Sin embargo, es esencial para el crecimiento de los productores primarios. Cuando estos lo absorben, lo que sucede es que, a la larga, esas partículas se hunden; es lo que llamamos carbono exportado. En la profundidades, este queda atrapado durante miles de años, un proceso importantísimo para mantener el equilibrio de CO2 entre la atmósfera y el océano. 

Sospechamos que los virus cambian esa exportación de carbono. Las células lisadas y los elementos que las constituyen ya no se hunden, pero esto no tiene por qué ser algo malo”. Suttle y su equipo están convencidos de que la lisis acaba contribuyendo a que el carbono acabe en el fondo marino. “Nuestra hipótesis es que los virus reciclan la mayoría de los compuestos, pero no el carbono, que se acaba fusionando en partículas más grandes que luego se precipitan al fondo. Así que, en esencia, podría decirse que nos ayudan a lidiar con el problema del CO2”. 

El microbiólogo Matthew Sullivan, de la Universidad Estatal de Ohio (EE. UU.), apunta que en el futuro podríamos servirnos de los virus para reducir el carbono en la atmósfera. Para ello deberíamos ajustar su funcionamiento, de modo que condujesen más carbono hacia las profundidades. Pero aún estamos lejos de poder conseguir algo así. Los virus salados se parecen a la materia oscura que trae de cabeza a los astrónomos. Sabemos que están ahí y que son importantes, pero poco más.

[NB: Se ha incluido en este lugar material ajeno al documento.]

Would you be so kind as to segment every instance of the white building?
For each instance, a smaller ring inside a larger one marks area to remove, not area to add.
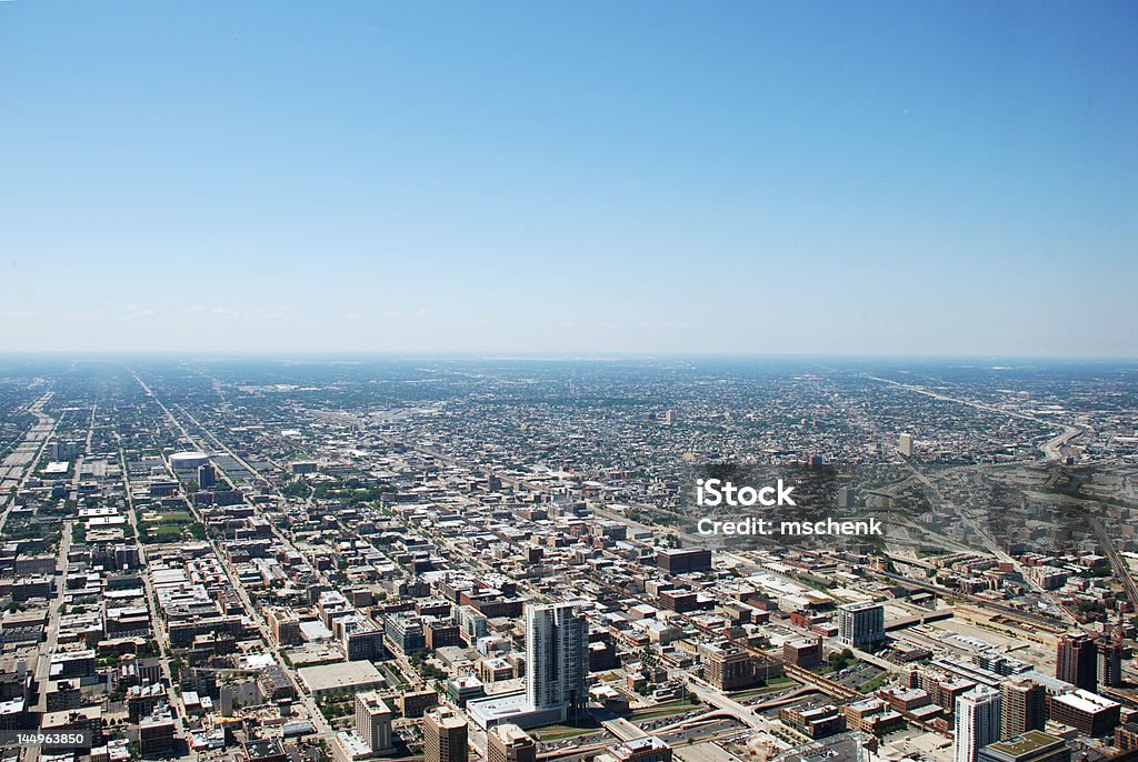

La mayoría de los genes virales que se han venido recopilando no se habían visto antes, y no tenemos ni idea de qué hacen. Durante la última década, varias misiones científicas –entre ellas, la española Expedición Malaspina– han recolectado una gran cantidad de muestras, lo que ha arrojado algo de luz sobre este asunto. 

 

¿Es posible saber cuántos virus existen?

Para tratar de determinar el número de poblaciones de virus que viven en la superficie del océano, Sullivan y su equipo idearon un método que permite identificar nuevas especies mediante la comparación de los genes hallados en cada toma. Sus estudios, publicados en Science y Nature, determinaron que existen 5476 poblaciones distintas, una cifra que no solo aumentó notablemente el universo viral, sino que puso de manifiesto cuánto queda por descubrir.

Un cruce de los resultados con las bases de datos demostró que el 99 % de los virus hallados eran nuevos para la ciencia: de ellos, solo se conocían con anterioridad 39 poblaciones. Y aun así, Sullivan declaró que era “un número mucho más pequeño de lo que esperaba”. Estaba en lo cierto.

Un nuevo análisis de los datos recogidos por las expediciones Tara Oceans y Malaspina, publicado en la revista Cell, mostró que los océanos albergan más de 195.000 especies de virus, lo que indica que esta historia no ha hecho más que empezar.